LEAP concluded with panels featuring Art Center students and potential employers. “I learned that design’s not a one-way high-five,” said Michael Wang about the importance of cross-sector collaboration. Lucy Jones, Seismologist from US Geological Survey, reflected on the importance of teaching others about the design process, “We see what you produce, but it’s really the process you use that we nondesigners need to know about.”
As the microphone made its way around the room, many participants stepped up and promised to promote what they learned at LEAP to their schools, workplaces and organizations. William Drenttel encouraged professionals in the room to cultivate the new generation of social designers by creating an internship, mentorship, an association with a school, or hold a workshop in the next year that can grow these ideas. When Lee Davis got the microphone, he built on his opening argument — that we need to be “bold (but humble) facilitators” — and spoke directly to the students: “Do not question the talent of your skills. Do not compare yourself to others. You’ve got the strategic mindset. Use it!”
LEAP was designed to cultivate the kinds of insights that can help designers advance as social innovators and it became clear that everyone left the symposium with renewed enthusiasm for designs potential in the social innovations space. While the challenges facing our community may seem overwhelming, LEAP demonstrated that we have the energy, expertise and honesty to address them.

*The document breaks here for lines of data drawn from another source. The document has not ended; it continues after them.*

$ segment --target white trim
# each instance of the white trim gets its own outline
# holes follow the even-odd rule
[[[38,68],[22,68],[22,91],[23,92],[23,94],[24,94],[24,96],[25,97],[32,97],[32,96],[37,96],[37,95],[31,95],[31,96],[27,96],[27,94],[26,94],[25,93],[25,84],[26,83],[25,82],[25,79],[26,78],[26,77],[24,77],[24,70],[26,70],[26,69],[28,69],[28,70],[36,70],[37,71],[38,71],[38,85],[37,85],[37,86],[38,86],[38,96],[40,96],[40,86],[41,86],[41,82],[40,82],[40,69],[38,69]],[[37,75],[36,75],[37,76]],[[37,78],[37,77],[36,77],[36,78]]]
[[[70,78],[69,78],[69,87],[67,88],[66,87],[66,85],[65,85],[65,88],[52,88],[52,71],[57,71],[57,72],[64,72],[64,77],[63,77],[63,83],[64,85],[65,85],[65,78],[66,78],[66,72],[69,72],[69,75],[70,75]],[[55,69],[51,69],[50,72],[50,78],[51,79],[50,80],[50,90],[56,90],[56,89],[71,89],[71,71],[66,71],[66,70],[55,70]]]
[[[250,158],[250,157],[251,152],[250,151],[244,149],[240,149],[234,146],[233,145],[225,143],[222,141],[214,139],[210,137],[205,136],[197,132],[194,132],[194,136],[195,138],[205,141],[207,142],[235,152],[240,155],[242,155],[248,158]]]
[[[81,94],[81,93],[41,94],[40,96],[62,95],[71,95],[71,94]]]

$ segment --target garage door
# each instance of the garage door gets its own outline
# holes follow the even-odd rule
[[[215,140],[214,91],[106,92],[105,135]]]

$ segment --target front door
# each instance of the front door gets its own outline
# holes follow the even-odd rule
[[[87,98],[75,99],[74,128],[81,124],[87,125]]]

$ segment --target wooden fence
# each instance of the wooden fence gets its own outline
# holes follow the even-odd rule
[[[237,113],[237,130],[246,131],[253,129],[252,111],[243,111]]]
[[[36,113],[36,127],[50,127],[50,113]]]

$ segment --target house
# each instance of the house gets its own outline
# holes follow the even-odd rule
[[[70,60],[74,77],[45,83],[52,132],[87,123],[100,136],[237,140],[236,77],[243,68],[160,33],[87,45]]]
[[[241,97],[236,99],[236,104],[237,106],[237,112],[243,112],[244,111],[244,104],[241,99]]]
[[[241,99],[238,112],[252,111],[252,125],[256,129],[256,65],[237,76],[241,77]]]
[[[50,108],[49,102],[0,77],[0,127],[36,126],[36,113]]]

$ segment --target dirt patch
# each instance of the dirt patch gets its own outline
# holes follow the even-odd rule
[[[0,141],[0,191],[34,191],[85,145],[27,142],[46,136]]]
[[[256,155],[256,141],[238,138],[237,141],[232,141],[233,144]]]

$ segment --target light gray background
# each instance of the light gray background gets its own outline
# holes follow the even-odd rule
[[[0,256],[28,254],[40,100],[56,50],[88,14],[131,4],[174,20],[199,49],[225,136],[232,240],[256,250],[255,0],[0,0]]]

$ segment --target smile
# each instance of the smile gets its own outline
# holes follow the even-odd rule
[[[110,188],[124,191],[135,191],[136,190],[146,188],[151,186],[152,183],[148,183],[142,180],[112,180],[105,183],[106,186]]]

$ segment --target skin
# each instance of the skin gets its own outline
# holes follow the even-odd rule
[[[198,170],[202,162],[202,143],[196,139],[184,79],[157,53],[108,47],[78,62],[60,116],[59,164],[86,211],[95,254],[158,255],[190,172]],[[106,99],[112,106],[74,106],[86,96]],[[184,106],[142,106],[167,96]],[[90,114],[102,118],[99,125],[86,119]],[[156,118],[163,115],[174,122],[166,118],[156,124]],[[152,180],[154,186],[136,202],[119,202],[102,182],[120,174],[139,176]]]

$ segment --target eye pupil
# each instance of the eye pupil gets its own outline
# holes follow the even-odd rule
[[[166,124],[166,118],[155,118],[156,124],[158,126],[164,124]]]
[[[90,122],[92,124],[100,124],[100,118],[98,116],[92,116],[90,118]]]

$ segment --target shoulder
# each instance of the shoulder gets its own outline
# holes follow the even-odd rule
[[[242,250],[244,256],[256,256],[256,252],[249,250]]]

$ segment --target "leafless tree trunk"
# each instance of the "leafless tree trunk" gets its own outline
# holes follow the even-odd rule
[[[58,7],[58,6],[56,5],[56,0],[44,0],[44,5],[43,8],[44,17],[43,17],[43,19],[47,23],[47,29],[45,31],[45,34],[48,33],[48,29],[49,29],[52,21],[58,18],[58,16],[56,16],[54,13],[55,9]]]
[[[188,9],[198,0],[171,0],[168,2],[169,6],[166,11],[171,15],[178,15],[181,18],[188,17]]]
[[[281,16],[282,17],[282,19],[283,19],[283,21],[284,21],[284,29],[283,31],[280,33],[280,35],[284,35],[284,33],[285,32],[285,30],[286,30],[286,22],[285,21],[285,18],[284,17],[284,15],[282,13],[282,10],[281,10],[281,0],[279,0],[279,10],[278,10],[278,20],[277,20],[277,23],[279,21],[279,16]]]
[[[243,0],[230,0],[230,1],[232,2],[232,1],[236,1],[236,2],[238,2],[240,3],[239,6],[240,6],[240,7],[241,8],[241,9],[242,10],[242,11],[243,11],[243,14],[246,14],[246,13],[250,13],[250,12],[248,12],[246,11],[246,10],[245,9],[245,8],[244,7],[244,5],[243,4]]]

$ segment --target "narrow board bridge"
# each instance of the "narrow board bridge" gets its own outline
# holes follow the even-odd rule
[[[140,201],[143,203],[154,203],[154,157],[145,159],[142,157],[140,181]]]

“How do we create creators who are fundamentally concerned with taking responsibility for the products, services, objects, bits and bobs they release into the world?”
— Liz Danzico, School of Visual Arts
In her closing remarks, Amatullo said we hit the mark with our pluralism of lenses. She pointed to the number of times that she heard the words “optimism” and “humility” as a healthy sign of our community. For her part, she promised to produce a book in early 2014 that documents all that was learned during LEAP, including details of each final poster. Amatullo’s parting words came in the form of an inspirational quote from Nohora Guerrero, a community organizer who she met and worked with in Colombia: “The reality of our constraints every day is what causes us to act. Lets conquer those constraints.”